I have to agree with Leah. It just sounded cliche to me, until I read the last line about the setting. That kind of hit me in the face because it gave me a new understanding of the context, instead of sounding like every single other cop story ever. Just wish the writer had brought that up sooner.
This could either be really good or really bad...
It was immediately obvious to me why you would ask for pages. Fascinating place, a sense of purpose, and a sense of voice in a commercial novel. So few of the queries on this site achieve close to this.
I agree with the point made above: we really do need to have the ancient Chinese context revealed to us earlier, in the story itself. Otherwise it just seems like another slice of film noir. Nothing wrong with that, but we’ve seen it a zillion times from Bogart to Scorsese.

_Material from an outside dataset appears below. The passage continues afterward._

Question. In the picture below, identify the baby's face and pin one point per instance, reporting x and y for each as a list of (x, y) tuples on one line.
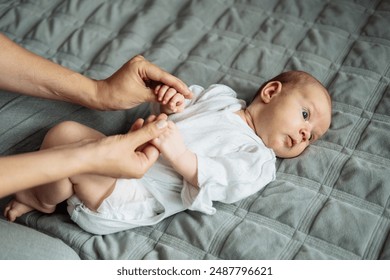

You could perhaps hook your period setting to the “new year” reference and then focus in, e.g.
> Overwhelmed by preparations for the New Year celebration, his regular staff cannot investigate the case. These festivities will be greater than usual because they mark the Yuan Dynasty’s __th year in power / they mark Kublai Khan’s __th year as Emperor
which also raises the stakes by adding tension – the Inspector being surrounded by harassed officials who don’t want to get this particular gig wrong, and he’s in their way. The abrupt shift from Chandleresque mean streets to old-world China is unexpected and draws me in. A medieval setting and a detective monk sure didn’t do Umberto Eco any harm.
Also: In the segment beginning “Who are these people”, could you leave out the last sentence ("the corporal is the key to solving the case")? I think it gives too much away. You could end that para with “When the Inspector learns the deadly secret he must roll the dice again”. Otherwise it defuses the rest of the characters and takes our attention away from them because we realise they're not where the action is. Just hearing that the corporal holds a deadly secret is enticing enough. I’d rather look at a lineup of suspects and be kept guessing.
The chinese menu formatting didn't bother me, as the writer had an interesting story to start with.
I find the story really interesting and would read it.
I feel that something is missing in this query. I liked it,there was a lot of work put into it, that shows, but feel that it wasn't honed.
Querys are a real female dog to get perfect, making that first impression.
Good luck with this one.
I would read this in a heartbeat. It reminds me of a Joe Abercrombie novel.
I came back 6 weeks later and gave it another once over. Still a great query.
I spent a couple days after reading it initally and researched this locale and time period.
Would love to read this story, kind of reminds me of Yojimbo, Kirasawa's masterpiece.
I hope you undate the status on this one.
I've been writing and rewriting for four years, learning the 'rules', changing everything in my manuscript that breaks the rules. I keep reading books, and finished one just a few days ago, that break rules left, right and everywhere... but they're published... by big publishing houses. And, after being frustrated so many times, I've finally figured after finishing this last book why this query works... because the story is good even if it breaks the rules.
I would definitely read this book. The setting, main character, and plot all sound compelling to me (in that order).